Não tendo Deus me dado o dom da arte do divino Orfeu, não sabendo executar nenhum instrumento e nem cantar, contudo sei apreciar uma boa música, qualquer que seja o seu gênero ou estilo. Contive-me, portanto, em escutar com atenção e em aplaudir com entusiasmo os meus três melódicos amigos. No máximo, tive pálida participação na parte vocal, quando cantarolei, embora de forma canhestra e incipiente, algumas canções, cujas belas letras conhecia.
A manhã domingueira também foi perfeita nos quesitos da libação e dos comestíveis. O nosso anfitrião Zé Luís é um tanto metódico e perfeccionista, de modo que a cerveja por vezes ostentava um elegante “véu de noiva” ou um deslumbrante “pescoço de águia americana”, mas sem nunca congelar. A carne do insuperável churrasco sempre se apresentou tenra e suculenta, pois ele domina o ponto exato do tempo, da distância e do fogo, o que faz a diferença entre um mestre e um simples borra-botas ou melamão.
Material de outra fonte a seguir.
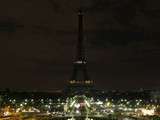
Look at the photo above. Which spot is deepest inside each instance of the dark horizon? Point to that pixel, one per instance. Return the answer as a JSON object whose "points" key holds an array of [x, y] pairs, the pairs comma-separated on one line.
{"points": [[38, 40]]}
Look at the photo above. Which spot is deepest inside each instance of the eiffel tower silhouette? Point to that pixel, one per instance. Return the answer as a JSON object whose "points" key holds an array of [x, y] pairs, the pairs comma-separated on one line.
{"points": [[80, 78]]}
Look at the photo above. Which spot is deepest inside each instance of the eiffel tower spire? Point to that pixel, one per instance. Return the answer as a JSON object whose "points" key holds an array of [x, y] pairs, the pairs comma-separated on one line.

Cabe ainda informar que as carnes caprinas e galináceas tinham a grife Cafundó (ou made in Cafundó, se o leitor americanizado assim preferir).
Em dado momento o Zé Luís me perguntou se o churrasco estava bom ou se poderia ser melhorado. Fui enfático, conciso e radical em minha resposta: “Não tente melhorar; se melhorar, estraga”. É ele um perfeito anfitrião, atencioso e educado, mas sem artificialidades postiças. Essas qualidades e atributos são de sua índole. Como na música do lendário Bat Materson, ele é “sempre elegante e cordial”. Por essas razões, dei-lhe o título nobiliárquico de Barão de Bitorocara.